Em primeiro lugar, torna-se imperioso o resgate da credibilidade da instituição encarregada da reforma agrária - o INCRA. O Presidente da República deu o primeiro e importante passo mudando a direção do órgão, conforme reivindicado pelas organizações dos trabalhadores rurais.

Em segundo lugar, há que se mediar soluções democráticas para os conflitos, deslocando da "porteira da fazenda" para a "porta do INCRA" essa mediação. Na "porteira da fazenda" essa interlocução baseia-se na boca dos fuzis, enquanto que na "porta do INCRA" tem que se basear no cumprimento da lei e no respeito à cidadania.

Assim, ninguém vai fazer, mas também ninguém vai impedir a reforma agrária por meio da violência.

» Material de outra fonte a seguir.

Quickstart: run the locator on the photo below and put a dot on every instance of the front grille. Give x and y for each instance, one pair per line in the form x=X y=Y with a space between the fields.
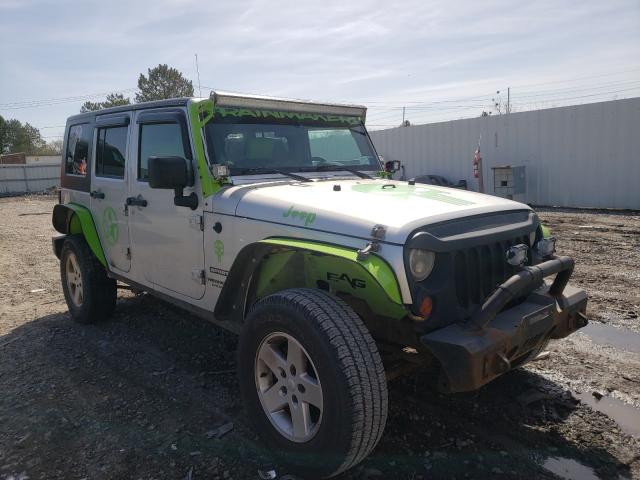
x=479 y=270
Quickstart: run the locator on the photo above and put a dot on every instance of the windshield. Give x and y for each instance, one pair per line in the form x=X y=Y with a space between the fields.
x=248 y=141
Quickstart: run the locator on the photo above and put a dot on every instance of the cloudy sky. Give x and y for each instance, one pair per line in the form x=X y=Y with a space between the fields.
x=440 y=59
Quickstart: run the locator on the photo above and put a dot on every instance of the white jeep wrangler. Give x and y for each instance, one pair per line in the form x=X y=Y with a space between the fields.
x=274 y=219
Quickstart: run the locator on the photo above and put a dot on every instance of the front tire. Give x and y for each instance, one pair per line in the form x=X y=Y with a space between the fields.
x=312 y=381
x=89 y=293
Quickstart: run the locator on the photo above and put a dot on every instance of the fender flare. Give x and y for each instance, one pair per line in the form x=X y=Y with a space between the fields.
x=240 y=280
x=72 y=218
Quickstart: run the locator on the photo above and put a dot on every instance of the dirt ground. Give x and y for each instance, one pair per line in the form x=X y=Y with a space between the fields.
x=138 y=396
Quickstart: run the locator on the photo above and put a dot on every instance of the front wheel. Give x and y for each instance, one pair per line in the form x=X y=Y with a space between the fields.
x=90 y=294
x=312 y=381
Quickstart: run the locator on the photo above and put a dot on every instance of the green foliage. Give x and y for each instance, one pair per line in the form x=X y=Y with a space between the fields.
x=162 y=83
x=112 y=100
x=16 y=137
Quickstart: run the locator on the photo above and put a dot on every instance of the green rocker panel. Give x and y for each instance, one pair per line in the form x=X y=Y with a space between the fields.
x=82 y=222
x=371 y=279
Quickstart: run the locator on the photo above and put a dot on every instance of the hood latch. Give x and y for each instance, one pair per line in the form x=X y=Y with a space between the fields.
x=378 y=232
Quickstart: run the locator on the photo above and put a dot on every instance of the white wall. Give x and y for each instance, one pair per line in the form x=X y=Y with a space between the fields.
x=44 y=159
x=28 y=178
x=579 y=156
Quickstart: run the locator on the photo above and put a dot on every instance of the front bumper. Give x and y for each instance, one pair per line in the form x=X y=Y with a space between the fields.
x=496 y=339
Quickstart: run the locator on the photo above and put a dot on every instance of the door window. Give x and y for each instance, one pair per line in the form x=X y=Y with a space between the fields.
x=159 y=139
x=111 y=152
x=77 y=154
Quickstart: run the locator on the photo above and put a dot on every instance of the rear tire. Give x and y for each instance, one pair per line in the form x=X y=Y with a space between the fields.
x=321 y=345
x=89 y=293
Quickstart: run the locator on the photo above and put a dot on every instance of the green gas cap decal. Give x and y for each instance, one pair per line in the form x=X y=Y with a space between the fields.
x=110 y=227
x=218 y=248
x=405 y=192
x=307 y=217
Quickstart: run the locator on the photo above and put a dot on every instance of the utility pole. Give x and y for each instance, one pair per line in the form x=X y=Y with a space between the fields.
x=198 y=70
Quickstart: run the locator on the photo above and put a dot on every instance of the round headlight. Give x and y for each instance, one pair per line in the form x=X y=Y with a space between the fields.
x=421 y=263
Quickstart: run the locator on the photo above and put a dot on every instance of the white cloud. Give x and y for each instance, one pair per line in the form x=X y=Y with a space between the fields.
x=388 y=53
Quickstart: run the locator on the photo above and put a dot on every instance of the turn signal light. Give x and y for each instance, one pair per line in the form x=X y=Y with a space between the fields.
x=426 y=306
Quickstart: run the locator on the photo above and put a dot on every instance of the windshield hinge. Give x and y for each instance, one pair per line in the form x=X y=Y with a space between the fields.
x=198 y=276
x=372 y=246
x=378 y=232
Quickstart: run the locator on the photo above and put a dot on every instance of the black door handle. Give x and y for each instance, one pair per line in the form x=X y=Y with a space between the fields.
x=137 y=201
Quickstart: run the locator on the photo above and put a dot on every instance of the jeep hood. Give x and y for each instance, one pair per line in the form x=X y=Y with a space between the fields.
x=353 y=207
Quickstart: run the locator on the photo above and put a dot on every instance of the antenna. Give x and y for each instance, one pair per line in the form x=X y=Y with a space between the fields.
x=198 y=70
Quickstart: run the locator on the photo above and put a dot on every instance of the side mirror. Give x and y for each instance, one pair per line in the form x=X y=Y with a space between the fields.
x=392 y=166
x=172 y=173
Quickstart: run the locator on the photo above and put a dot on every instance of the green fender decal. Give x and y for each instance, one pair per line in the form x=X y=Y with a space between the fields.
x=371 y=279
x=82 y=222
x=200 y=112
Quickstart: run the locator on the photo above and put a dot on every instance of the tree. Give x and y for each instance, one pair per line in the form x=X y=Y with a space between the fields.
x=163 y=82
x=16 y=137
x=112 y=100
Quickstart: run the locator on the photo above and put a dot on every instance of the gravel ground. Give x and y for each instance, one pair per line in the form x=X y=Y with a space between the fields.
x=139 y=396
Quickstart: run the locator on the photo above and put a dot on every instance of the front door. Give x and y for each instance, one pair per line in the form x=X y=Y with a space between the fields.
x=167 y=240
x=109 y=189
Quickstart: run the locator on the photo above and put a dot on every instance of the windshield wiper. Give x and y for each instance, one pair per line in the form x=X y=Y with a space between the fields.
x=335 y=167
x=259 y=170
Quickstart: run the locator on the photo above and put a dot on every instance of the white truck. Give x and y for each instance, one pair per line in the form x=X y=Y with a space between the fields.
x=275 y=219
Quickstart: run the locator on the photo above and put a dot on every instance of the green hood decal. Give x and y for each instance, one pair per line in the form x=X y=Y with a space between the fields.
x=407 y=191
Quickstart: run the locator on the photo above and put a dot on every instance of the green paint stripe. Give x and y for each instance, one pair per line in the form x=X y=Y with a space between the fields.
x=88 y=230
x=375 y=265
x=200 y=112
x=546 y=231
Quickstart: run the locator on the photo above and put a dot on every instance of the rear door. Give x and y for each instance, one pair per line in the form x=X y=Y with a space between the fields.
x=109 y=188
x=167 y=240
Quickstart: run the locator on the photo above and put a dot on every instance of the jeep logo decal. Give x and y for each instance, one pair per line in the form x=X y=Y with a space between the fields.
x=354 y=282
x=308 y=217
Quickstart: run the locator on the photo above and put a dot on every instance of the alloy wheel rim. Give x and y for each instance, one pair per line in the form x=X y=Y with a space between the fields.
x=74 y=280
x=288 y=386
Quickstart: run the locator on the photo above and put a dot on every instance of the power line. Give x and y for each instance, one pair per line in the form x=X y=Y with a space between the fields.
x=58 y=100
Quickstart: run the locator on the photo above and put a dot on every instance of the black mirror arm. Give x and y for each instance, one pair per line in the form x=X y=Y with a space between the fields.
x=179 y=200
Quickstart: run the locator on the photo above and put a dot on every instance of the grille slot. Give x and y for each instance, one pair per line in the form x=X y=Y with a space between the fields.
x=480 y=269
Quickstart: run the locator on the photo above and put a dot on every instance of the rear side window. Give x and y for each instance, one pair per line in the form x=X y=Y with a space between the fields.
x=159 y=140
x=111 y=152
x=77 y=154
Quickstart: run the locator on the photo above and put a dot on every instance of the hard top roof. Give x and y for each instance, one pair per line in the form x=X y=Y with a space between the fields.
x=236 y=100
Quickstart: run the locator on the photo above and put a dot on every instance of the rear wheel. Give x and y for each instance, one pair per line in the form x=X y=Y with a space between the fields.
x=89 y=293
x=312 y=380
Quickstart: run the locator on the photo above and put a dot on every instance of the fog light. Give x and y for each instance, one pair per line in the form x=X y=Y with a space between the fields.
x=426 y=306
x=546 y=246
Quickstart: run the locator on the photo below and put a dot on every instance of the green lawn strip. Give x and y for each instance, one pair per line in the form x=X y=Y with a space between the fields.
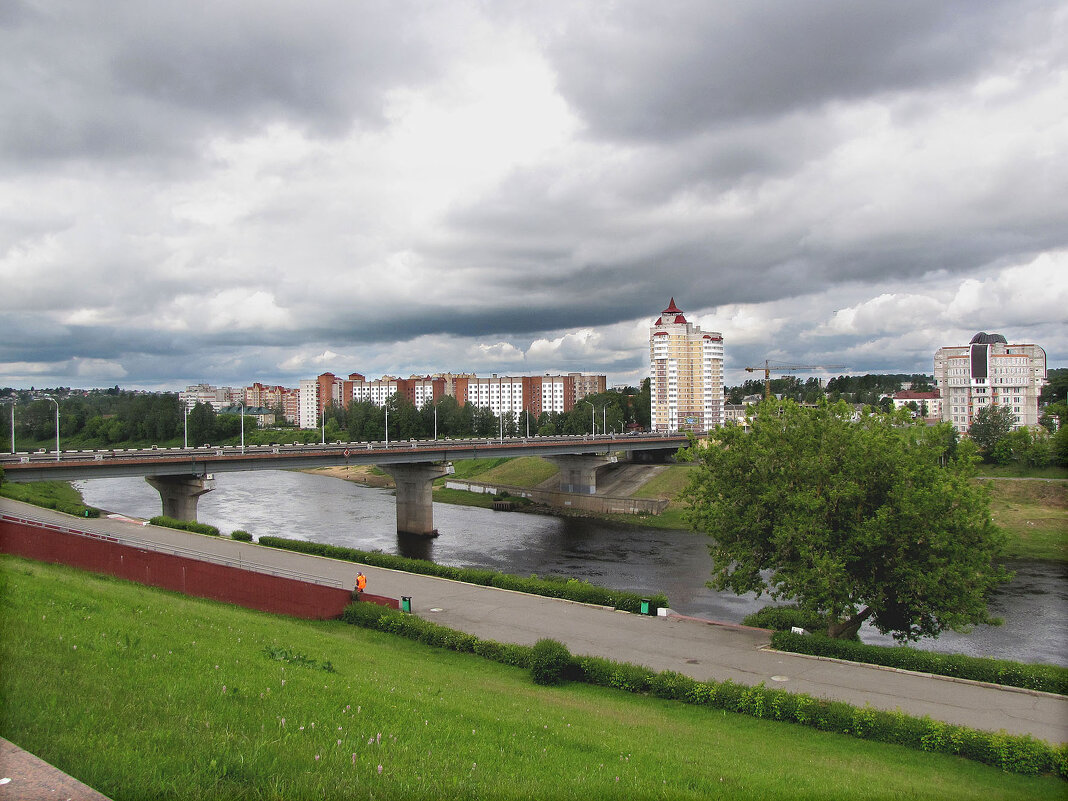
x=174 y=697
x=1045 y=677
x=524 y=471
x=552 y=586
x=58 y=496
x=1035 y=515
x=668 y=484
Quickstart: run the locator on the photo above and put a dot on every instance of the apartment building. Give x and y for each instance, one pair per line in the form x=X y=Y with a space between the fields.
x=217 y=397
x=686 y=367
x=989 y=371
x=501 y=394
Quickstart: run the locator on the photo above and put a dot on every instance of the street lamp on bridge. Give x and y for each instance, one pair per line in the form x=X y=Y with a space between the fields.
x=49 y=397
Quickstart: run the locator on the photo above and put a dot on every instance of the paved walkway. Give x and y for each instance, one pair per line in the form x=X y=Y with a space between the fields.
x=699 y=649
x=26 y=778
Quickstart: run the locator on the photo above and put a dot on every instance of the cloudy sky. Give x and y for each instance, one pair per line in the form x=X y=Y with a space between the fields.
x=238 y=191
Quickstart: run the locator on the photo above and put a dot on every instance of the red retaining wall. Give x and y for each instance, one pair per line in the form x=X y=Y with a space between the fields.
x=183 y=575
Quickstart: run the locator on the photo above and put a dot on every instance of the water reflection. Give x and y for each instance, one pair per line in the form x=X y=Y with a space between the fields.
x=303 y=506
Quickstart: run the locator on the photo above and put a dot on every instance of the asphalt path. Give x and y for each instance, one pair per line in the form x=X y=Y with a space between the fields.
x=697 y=648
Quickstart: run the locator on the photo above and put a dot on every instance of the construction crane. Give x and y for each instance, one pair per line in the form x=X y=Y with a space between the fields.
x=768 y=365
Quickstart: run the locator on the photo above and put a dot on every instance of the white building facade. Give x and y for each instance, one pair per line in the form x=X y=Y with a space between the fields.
x=686 y=367
x=989 y=371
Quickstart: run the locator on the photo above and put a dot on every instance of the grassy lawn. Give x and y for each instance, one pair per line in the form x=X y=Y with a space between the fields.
x=35 y=491
x=143 y=693
x=666 y=484
x=525 y=471
x=1035 y=514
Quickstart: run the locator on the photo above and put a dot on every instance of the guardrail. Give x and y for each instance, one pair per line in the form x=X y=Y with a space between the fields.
x=175 y=550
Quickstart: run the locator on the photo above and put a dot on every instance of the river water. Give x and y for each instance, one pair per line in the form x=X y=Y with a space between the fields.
x=647 y=561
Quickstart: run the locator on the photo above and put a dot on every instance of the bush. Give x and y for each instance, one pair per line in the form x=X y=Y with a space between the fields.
x=783 y=618
x=549 y=586
x=549 y=660
x=192 y=525
x=1043 y=677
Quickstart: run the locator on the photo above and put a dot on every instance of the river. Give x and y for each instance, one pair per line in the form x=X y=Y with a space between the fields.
x=324 y=509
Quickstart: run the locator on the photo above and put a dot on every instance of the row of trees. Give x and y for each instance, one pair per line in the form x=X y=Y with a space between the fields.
x=867 y=389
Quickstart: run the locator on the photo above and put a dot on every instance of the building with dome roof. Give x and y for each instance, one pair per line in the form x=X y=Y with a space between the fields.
x=686 y=367
x=989 y=371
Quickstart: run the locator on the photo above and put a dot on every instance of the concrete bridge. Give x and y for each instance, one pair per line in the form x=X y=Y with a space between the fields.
x=182 y=475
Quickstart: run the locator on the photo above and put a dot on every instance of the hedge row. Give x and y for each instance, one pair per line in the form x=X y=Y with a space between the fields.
x=1045 y=677
x=170 y=522
x=1012 y=753
x=552 y=587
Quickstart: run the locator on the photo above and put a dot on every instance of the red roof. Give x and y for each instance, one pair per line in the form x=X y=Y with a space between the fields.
x=672 y=309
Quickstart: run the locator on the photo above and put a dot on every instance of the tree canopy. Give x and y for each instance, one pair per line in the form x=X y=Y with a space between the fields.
x=869 y=517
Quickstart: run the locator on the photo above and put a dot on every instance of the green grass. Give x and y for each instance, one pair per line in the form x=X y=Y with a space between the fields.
x=471 y=468
x=1019 y=471
x=143 y=693
x=666 y=484
x=50 y=495
x=525 y=471
x=1035 y=515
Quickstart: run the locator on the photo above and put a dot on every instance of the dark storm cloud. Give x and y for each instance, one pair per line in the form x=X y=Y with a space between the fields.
x=128 y=78
x=664 y=71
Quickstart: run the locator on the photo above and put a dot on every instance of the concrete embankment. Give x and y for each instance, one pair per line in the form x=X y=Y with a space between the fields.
x=699 y=649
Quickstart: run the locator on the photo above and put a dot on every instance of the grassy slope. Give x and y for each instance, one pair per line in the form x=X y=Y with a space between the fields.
x=146 y=693
x=1035 y=514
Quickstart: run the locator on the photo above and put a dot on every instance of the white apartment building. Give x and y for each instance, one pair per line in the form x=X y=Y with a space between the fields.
x=686 y=367
x=989 y=371
x=218 y=397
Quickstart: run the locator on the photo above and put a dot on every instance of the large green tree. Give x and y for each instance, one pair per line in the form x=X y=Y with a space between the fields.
x=858 y=518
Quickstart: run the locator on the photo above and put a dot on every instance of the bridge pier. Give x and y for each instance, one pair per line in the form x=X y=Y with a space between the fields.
x=414 y=496
x=578 y=472
x=181 y=492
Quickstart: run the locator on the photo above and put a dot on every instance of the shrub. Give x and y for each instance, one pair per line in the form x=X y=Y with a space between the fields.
x=783 y=618
x=549 y=660
x=192 y=525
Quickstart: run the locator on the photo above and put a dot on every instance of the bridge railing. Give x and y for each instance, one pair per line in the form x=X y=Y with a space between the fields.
x=174 y=550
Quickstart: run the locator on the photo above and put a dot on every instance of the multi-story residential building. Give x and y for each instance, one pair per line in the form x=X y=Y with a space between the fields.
x=501 y=394
x=218 y=397
x=687 y=374
x=989 y=371
x=273 y=397
x=931 y=402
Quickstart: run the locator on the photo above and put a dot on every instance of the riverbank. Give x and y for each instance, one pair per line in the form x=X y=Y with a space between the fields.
x=311 y=710
x=1032 y=511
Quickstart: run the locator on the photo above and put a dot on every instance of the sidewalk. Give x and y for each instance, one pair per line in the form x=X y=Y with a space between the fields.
x=26 y=778
x=700 y=649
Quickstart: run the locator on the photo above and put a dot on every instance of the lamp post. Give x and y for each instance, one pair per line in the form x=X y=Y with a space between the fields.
x=57 y=424
x=13 y=402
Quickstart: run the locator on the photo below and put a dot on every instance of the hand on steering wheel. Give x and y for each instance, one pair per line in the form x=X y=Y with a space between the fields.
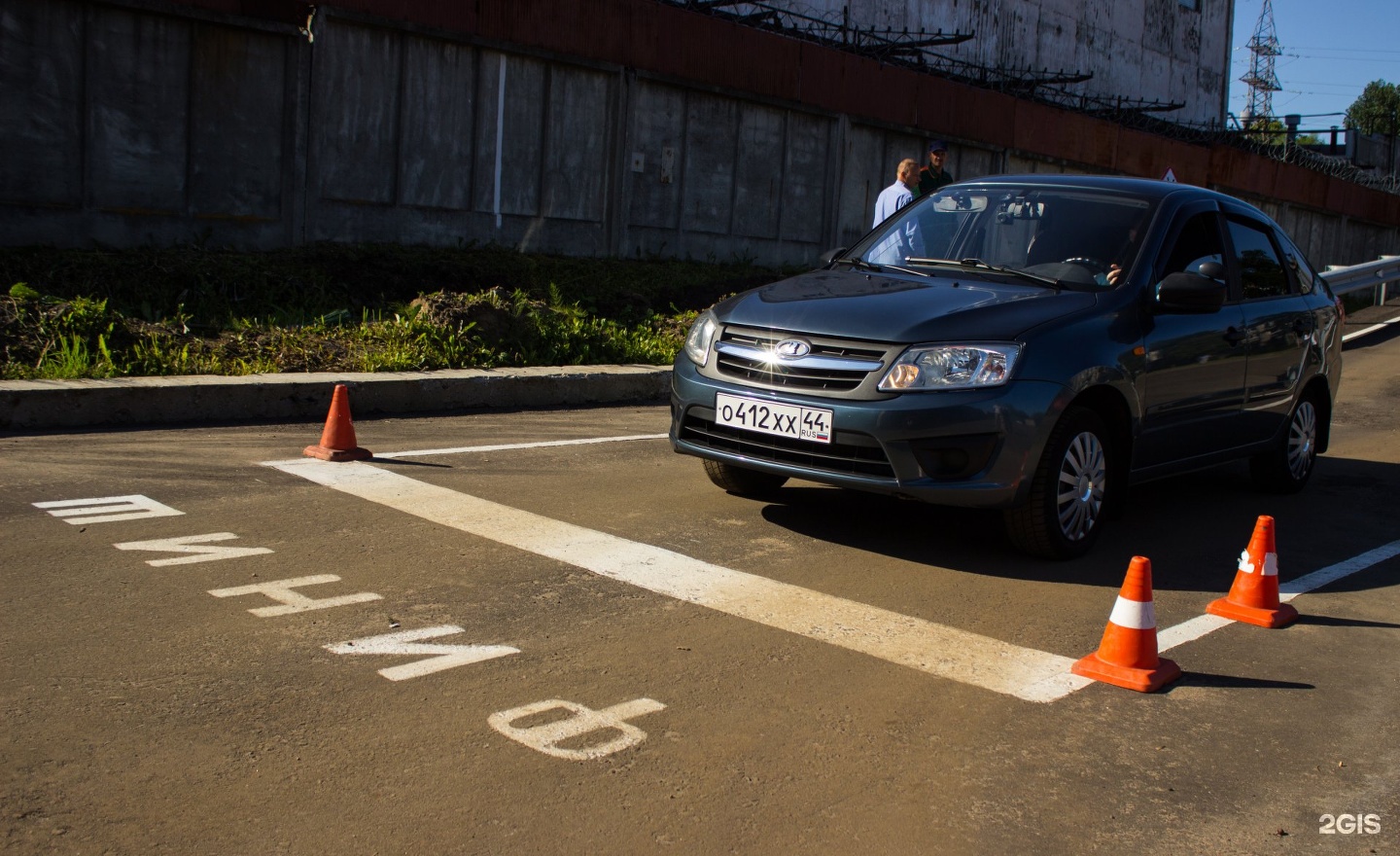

A era dos extremos deve dar lugar à era da democracia e da negociação.

Em terceiro lugar, há que se repensar a matriz institucional-administrativa da reforma agrária. A vinculação do órgão executor da reforma agrária ao Ministério da Agricultura - a experiência demonstra isso - cria problemas operacionais e, principalmente, políticos insuperáveis. Não seria o caso de se criar um Ministério da Reforma Agrária, mas de dar um status ministerial à presidência do INCRA.

Em quarto lugar, deve-se dar continuidade e aceleração ao processo desapropriatório de imóveis improdutivos, ao lado de outros modos de obtenção de terras. Há que se formar permanentemente um estoque de terras que possibilite assentamentos presentes e futuros. Se assim não for, nos próximos meses e nos anos seguintes ter-se-á um agravamento maior ainda dos conflitos e da violência, capaz de comprometer, inclusive, a própria democracia tão duramente construída.

Em quinto lugar, há que dotar o programa de reforma agrária de recursos minimamente adequados para atender as metas propostas. É preciso, igualmente, repensar o próprio financiamento do programa, descentralizando suas ações e integrando os estados e municípios nesse processo.

Em sexto lugar, há que se privilegiar o apoio creditício. O crédito para reforma agrária, tanto em relação à implantação dos projetos quanto em relação à produção, constitui a aplicação governamental com retorno econômico-social mais rápido. É necessário, também, incorporar novas tecnologias e promover programas de capacitação, de modo a tornar viáveis os assentamentos como unidades produtivas autônomas e competitivas, inclusive integradas a processos econômicos descentralizados de agroindustrialização.

Em sétimo lugar, devem-se estudar medidas de aperfeiçoamento da legislação, visando criar mecanismos que agilizem o processo de intervenção do Estado na questão fundiária.

A sociedade brasileira, hoje, entende como necessária a realização da reforma agrária em nosso País. O desenvolvimento das economias capitalistas modernas baseou-se numa forte agricultura familiar e em processos de reforma agrária.

A retomada do desenvolvimento com justiça social, orientando as ações do Estado para o combate à fome e à miséria, é necessidade inadiável e exige a solidariedade e a parceria não só dos diferentes setores do governo como nos diversos atores sociais. Democratizar o acesso à terra, ampliando a renda e o emprego no campo e aumentando a oferta de alimentos, são os resultados mais visíveis que se pode esperar da ação do Estado.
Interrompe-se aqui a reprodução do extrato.